诚然,这些人都是住在纽约市的在精英学校受过教育的人,而且大多数属于社会自由派。其他地方、或其他历史阶段的富人,可能会更轻松地谈论他们的钱、以及用更显眼的方式花钱。就连接受了我访谈的人,他们在富裕的同龄人中也许对财富并不这么缄口,不像他们在正式访谈中表现的那样。

Nonetheless, their ambivalence about recognizing privilege suggests a deep tension at the heart of the idea of American dream. While pursuing wealth is unequivocally desirable, having wealth is not simple and straightforward. Our ideas about egalitarianism make even the beneficiaries of inequality uncomfortable with it. And it is hard to know what they, as individuals, can do to change things.

尽管如此,他们在承认特权时所表现的矛盾情绪暗示,美国梦说法的核心之处有一种深度的对立。虽然人们毫不含糊地认为追求财富是值得的事情,拥有财富并不那么简单和直接了当。我们的平等主义观念甚至让那些不平等的受益者对不平等感到不安。而且很难知道,他们作为个人能为改变不平等做些什么。

In response to these tensions, silence allows for a kind of “see no evil, hear no evil” stance. By not mentioning money, my interviewees follow a seemingly neutral social norm that frowns on such talk. But this norm is one of the ways in which privileged people can obscure both their advantages and their conflicts about these advantages.

面对这种对立,缄口能让人保持一种“看不到邪恶,听不见邪恶”的立场。我的受访者通过不提钱,遵循了一个看似中立的社会行为准则,这种准则不许讨论钱的问题。但是,这种行为准则已成为特权人士借以掩盖自己的优越地位、以及他们对这种优越地位的矛盾心理的一种方式。

And, as they try to be “normal,” these wealthy and affluent people deflect the stigma of wealth. If they can see themselves as hard workers and reasonable consumers, they can belong symbolically to the broad and legitimate American “middle,” while remaining materially at the top.

通过试图做“正常人”,这些有钱人和富人避开了财富的污名。
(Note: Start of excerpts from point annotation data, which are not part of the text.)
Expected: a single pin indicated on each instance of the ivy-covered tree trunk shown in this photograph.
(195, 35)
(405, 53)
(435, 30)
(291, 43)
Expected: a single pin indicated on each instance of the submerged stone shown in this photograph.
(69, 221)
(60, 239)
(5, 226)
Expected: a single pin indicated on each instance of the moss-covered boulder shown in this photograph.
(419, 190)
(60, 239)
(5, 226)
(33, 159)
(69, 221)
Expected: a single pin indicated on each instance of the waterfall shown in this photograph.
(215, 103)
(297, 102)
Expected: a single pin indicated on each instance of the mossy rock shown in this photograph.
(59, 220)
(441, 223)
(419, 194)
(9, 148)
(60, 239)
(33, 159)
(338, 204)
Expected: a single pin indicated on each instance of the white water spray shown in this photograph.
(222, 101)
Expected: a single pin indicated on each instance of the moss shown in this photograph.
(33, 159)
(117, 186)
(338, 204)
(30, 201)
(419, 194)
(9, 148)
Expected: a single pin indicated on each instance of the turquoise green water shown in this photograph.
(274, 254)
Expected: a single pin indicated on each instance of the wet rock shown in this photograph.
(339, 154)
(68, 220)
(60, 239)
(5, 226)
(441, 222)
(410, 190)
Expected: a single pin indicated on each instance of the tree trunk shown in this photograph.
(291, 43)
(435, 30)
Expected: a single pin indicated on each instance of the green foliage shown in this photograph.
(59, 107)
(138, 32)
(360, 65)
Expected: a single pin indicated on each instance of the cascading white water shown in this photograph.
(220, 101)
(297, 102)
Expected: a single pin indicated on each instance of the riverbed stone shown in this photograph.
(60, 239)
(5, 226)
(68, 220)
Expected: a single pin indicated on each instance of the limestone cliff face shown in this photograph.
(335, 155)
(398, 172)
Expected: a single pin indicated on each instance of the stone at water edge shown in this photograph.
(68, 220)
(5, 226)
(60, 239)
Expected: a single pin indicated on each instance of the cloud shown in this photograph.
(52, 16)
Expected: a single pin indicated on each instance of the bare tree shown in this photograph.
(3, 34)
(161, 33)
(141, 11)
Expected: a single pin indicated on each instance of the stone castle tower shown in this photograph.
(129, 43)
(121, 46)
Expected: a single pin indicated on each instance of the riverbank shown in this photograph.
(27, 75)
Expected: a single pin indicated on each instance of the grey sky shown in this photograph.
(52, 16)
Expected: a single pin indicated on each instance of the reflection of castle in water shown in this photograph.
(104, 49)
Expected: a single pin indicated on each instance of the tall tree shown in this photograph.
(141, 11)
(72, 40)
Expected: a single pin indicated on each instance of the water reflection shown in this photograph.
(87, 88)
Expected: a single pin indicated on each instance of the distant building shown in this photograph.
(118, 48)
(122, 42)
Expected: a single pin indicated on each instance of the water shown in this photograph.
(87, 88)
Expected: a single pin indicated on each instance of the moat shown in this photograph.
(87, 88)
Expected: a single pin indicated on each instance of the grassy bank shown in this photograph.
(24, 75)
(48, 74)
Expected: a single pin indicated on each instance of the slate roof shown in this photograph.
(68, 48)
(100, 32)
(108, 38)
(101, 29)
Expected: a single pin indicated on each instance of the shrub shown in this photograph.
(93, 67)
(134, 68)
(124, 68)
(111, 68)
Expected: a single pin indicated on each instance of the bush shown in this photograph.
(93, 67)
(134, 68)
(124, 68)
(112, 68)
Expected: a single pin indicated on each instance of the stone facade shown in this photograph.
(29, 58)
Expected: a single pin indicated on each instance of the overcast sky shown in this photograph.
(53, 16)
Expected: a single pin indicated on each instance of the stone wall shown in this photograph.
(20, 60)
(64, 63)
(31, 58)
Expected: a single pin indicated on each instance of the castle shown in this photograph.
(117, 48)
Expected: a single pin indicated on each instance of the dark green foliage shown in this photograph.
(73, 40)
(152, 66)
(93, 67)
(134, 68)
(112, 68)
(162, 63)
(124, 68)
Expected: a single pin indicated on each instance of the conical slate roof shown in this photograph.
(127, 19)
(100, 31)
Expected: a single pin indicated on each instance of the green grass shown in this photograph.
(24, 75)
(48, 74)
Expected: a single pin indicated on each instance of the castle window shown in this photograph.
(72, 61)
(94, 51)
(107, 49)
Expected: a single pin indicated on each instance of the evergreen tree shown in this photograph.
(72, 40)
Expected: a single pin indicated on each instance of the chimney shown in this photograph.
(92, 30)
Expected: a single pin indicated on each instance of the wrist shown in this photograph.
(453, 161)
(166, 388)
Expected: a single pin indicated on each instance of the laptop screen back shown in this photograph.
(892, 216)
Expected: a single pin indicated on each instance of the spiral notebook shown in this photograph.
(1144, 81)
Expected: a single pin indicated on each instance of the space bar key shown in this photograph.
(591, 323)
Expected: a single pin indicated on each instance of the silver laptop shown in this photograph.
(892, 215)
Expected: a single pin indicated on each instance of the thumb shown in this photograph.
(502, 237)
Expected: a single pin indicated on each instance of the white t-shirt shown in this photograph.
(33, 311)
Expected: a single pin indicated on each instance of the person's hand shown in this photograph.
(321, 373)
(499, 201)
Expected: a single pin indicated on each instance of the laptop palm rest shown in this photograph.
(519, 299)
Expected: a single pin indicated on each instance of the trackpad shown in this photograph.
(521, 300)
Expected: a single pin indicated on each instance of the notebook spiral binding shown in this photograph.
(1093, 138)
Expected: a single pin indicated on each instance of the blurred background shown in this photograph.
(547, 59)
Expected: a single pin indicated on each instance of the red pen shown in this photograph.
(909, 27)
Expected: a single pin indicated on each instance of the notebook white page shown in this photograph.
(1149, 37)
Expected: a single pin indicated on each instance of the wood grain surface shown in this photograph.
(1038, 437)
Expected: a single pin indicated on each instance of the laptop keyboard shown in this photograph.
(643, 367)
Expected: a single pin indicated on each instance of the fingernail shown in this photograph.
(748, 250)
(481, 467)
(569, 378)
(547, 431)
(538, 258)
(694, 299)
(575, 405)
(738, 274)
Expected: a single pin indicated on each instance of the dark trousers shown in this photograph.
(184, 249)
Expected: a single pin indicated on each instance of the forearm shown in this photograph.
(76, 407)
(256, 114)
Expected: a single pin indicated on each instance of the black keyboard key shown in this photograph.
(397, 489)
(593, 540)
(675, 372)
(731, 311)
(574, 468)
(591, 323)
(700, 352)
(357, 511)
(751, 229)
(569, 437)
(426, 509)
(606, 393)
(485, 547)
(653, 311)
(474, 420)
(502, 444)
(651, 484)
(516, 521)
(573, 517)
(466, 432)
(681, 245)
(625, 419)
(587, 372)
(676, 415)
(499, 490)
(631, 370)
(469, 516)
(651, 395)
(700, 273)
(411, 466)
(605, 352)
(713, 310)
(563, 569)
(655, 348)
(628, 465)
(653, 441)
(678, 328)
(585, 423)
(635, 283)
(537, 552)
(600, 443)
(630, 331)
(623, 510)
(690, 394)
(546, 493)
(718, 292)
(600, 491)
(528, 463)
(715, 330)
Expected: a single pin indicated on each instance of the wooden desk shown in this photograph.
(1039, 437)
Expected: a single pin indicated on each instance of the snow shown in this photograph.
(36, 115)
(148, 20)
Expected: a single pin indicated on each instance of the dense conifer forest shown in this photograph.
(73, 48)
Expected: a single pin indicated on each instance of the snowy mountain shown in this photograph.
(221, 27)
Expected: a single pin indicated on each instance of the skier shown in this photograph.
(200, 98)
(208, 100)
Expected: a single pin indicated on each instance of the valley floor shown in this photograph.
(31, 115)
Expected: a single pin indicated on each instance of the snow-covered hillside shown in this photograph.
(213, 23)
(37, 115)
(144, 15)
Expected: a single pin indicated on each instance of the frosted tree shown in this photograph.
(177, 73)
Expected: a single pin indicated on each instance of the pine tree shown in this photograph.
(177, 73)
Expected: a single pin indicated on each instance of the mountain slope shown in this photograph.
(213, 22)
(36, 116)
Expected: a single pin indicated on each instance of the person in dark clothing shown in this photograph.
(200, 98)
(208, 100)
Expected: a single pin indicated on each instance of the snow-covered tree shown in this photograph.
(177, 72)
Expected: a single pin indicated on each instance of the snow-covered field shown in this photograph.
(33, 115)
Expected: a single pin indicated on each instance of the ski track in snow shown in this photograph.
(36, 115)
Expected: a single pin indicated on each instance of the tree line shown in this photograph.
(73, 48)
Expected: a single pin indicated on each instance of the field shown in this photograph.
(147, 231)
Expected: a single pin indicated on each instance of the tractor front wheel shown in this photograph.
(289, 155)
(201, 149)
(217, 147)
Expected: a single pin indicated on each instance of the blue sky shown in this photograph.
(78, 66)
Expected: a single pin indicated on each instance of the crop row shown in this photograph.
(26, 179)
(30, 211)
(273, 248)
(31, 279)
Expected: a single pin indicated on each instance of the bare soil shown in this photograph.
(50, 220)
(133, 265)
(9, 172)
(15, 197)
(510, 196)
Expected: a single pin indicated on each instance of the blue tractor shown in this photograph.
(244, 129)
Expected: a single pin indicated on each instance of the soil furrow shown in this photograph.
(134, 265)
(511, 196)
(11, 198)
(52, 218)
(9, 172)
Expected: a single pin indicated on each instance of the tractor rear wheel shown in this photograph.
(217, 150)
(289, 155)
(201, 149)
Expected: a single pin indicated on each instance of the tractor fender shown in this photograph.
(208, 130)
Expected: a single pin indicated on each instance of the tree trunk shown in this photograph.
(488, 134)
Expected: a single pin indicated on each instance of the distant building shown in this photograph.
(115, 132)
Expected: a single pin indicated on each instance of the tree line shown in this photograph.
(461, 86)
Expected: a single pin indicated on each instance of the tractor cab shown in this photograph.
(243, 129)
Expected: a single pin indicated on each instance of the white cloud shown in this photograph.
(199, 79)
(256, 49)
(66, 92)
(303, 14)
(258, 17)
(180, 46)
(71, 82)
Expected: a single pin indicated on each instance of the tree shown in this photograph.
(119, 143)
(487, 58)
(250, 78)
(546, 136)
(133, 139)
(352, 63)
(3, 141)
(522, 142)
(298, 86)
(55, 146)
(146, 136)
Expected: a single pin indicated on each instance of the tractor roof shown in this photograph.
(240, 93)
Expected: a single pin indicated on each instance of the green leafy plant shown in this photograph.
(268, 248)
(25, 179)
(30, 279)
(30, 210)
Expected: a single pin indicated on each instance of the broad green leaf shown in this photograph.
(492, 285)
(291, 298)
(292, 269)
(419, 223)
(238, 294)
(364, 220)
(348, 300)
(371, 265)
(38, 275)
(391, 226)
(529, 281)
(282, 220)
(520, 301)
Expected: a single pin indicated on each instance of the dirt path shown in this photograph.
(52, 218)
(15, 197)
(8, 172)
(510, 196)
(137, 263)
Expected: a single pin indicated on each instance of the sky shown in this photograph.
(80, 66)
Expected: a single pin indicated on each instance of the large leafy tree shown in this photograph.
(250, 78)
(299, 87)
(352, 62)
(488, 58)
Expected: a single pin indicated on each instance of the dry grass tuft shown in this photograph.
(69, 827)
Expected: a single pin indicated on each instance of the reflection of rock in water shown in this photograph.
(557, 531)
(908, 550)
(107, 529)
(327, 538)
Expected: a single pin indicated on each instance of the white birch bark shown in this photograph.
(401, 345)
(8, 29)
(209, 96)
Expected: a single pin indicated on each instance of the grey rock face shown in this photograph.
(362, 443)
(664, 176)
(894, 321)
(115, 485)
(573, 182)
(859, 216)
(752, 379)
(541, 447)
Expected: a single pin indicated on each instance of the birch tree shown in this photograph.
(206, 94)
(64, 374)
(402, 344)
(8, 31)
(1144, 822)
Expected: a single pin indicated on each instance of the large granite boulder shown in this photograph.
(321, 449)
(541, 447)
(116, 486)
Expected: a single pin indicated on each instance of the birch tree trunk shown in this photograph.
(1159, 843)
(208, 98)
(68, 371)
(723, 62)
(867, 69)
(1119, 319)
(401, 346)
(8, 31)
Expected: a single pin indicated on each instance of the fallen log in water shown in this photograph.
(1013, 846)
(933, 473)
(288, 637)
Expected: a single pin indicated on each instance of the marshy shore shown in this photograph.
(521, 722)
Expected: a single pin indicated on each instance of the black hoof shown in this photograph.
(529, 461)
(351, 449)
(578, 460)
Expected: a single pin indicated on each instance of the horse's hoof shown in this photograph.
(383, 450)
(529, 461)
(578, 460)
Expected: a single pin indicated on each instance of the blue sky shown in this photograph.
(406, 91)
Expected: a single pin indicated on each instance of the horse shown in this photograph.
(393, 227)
如果他们能够把自己看作是勤奋劳动者和合理消费者的话,他们就可以象征性地属于具有合法性的美国“中层”大众,同时在物质上仍处于最高层。

These efforts respond to widespread judgments of the individual behaviors of wealthy people as morally meritorious or not. Yet what’s crucial to see is that such judgments distract us from any possibility of thinking about redistribution. When we evaluate people’s moral worth on the basis of where and how they live and work, we reinforce the idea that what matters is what people do, not what they have. With every such judgment, we reproduce a system in which being astronomically wealthy is acceptable as long as wealthy people are morally good.

这些努力是对人们广泛采用的、以个人行为来评判富人是否在道德上值得的判断的响应。然而,至关重要的是,这种判断方式分散了我们的注意力,不让我们去思考再分配问题。当我们用人们在哪里以及如何工作和生活的基础来评定他们在道德上值不值时,我们就加强了人做什么、而不是他们有什么的重要性。每作一次这样的判断,我们就再次制造了这样一种制度,只要富人在道德上表现很好,就可以接受他们天文数字那么大的财富。

Calls from liberal and left social critics for advantaged people to recognize their privilege also underscore this emphasis on individual identities. For individual people to admit that they are privileged is not necessarily going to change an unequal system of accumulation and distribution of resources.

自由派和左派社会评论人士呼吁有优越地位的人承认他们的特权,也是在强调这种个人身份认同。个人承认自己属于特权阶层,并不一定会改变积累和资源分配不平等的制度。

Instead, we should talk not about the moral worth of individuals but about the moral worth of particular social arrangements. Is the society we want one in which it is acceptable for some people to have tens of millions or billions of dollars as long as they are hardworking, generous, not materialistic and down to earth? Or should there be some other moral rubric, that would strive for a society in which such high levels of inequality were morally unacceptable, regardless of how nice or moderate its beneficiaries are?

相反,我们不应该讨论个人在道德上值不值的问题,而是应该讨论某种社会安排的道德价值问题。我们想要社会是一种允许某些人拥有数千万甚至数十亿美元的财富,只要他们勤奋、慷慨、不追求物质享受而且务实就行的社会吗?还是一种应该有一些其他道德标准的社会、一种为让如此悬殊的不平等在道德上不可接受、不管其受益者多么善良或多么温和而努力的社会呢?